Раньше мне казалось: достаточно победить, выгнать с нашей земли последних врагов, и сразу настанет сытая и беспечальная жизнь — праздник. А на деле все складывалось иначе, те же очереди за маленькой пайкой хлеба, та же жиденькая чечевичная похлебка, или «шрапнель», то же непроходящее ощущение голода. Моя мальчишеская вера в непреклонную справедливость всего, что связано с Революцией, держала в те дни суровый экзамен; отгремели праздничные митинги, похоронили павших, и почему-то еще виднее стали не заслоненные войной нужда и разруха. Голодные, оборванные детишки бродили по улицам, утеряв, казалось, навсегда радость жизни, глядя погасшими, старческими глазами.
Оля вышла из ворот и села рядом со мной. Глаза у нее были сухие. Лицо ее за эти полчаса стало старше лет на десять, — она выглядела женщиной, прожившей долгую жизнь и видевшей много горя.
— Это что такое — морг? — спросила она.
— Морг… ну это, как тебе сказать… ну комната такая…
— А зачем?
Я боялся, что, узнав правду, она будет беспрестанно плакать и мне придется утешать ее, а какими словами мог я утешить? Но, к моему удивлению, она не плакала ни в тот день, ни на следующий, когда хоронили капитана; она застыла, окаменела.
За капитанский костюм Жестякова Хабибула сколотил из старых, почерневших досок узенький гроб и отвез тело на кладбище. Он шагал рядом со своим коньком, помахивая кнутом, равнодушно поглядывая в небо, откуда сорилась на землю холодная снежная пыль. Мы с Олей шли позади телеги, и я спрашивал себя: что же теперь с ней будет? Письмо Жестякова в Москву, которое мы нашли под его подушкой, лежало у меня в кармане…
НОЧНЫЕ ВСТРЕЧИ
Поздно вечером мы с Вандышевым сидели в порту на крыльце комендатуры. В нескольких метрах от нас в синеватой тьме вздыхало утихшее, засыпающее море. Солнце давно село, но за темным зубчатым гребнем Корабельной стороны еще кровавилась закатная, тающая с каждой секундой полоса.

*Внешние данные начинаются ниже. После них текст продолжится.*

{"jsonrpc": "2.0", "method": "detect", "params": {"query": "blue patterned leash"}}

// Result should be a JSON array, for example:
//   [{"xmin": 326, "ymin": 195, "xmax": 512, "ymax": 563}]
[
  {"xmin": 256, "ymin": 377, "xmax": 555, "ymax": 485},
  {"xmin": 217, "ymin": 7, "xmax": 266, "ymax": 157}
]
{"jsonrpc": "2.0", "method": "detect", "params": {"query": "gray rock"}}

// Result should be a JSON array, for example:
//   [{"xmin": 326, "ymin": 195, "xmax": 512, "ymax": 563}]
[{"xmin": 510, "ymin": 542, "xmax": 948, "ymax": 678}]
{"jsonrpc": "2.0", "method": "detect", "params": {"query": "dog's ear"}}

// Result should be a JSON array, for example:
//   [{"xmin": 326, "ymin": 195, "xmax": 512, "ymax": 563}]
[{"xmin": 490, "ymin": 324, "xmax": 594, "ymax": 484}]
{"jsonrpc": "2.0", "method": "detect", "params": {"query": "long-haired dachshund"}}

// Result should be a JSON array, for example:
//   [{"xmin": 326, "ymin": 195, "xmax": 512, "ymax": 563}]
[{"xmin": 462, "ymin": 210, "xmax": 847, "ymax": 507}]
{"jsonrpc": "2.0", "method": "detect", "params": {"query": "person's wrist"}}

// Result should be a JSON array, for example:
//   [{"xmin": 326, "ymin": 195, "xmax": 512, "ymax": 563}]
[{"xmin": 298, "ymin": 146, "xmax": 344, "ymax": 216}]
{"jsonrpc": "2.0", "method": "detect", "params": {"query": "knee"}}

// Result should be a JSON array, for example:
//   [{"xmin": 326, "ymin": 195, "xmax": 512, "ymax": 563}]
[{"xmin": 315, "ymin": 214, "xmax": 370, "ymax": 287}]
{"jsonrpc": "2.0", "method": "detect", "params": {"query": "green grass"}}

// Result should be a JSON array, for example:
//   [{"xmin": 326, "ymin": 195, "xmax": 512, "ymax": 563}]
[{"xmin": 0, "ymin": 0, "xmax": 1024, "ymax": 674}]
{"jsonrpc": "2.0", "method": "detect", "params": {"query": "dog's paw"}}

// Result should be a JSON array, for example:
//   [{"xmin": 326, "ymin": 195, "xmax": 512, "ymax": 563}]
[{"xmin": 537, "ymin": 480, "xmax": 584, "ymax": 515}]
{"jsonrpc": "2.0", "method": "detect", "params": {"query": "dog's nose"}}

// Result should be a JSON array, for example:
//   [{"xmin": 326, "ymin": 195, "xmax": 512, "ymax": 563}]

Вандышев, кутаясь в бушлат, молча курил. Тлеющий огонек папиросы освещал на его руке синий татуированный якорек, совсем такой же, как был у Жестякова. Позади нас иногда распахивалась дверь, и желтый четырехугольник света, ломаясь на неровностях каменных плит, опрокидывался на землю.
Потом Вандышев рассказывал, как прошел день. Оказывается, далеко не все беляки сумели уйти из города, сейчас они делали последние подлости, какие могли. В Севастополе, и в порту и в районе вокзала, остались склады боеприпасов и оружия, продуктов, обмундирования, медикаментов — все, что врангелевцы не успели израсходовать, вывезти или уничтожить, а запасено оказалось немало: ведь в течение многих месяцев именно в южных портах России разгружались суда, посланные Деникину и Врангелю Антантой. Часть продуктов и медикаментов отступавшие все же сумели испортить и сжечь, часть в дни эвакуации разграбило население. А теперь по ночам кто-то пытался поджечь военные склады, видимо все еще не считая войну окончательно проигранной; один из складов, на Большой Балаклавской, взорвался и сгорел, как костер, погибло шесть человек. По ночам убивали часовых и патрульных, и где-то в Аккермановских каменоломнях прятались банды, вооруженные бомбами и пулеметами.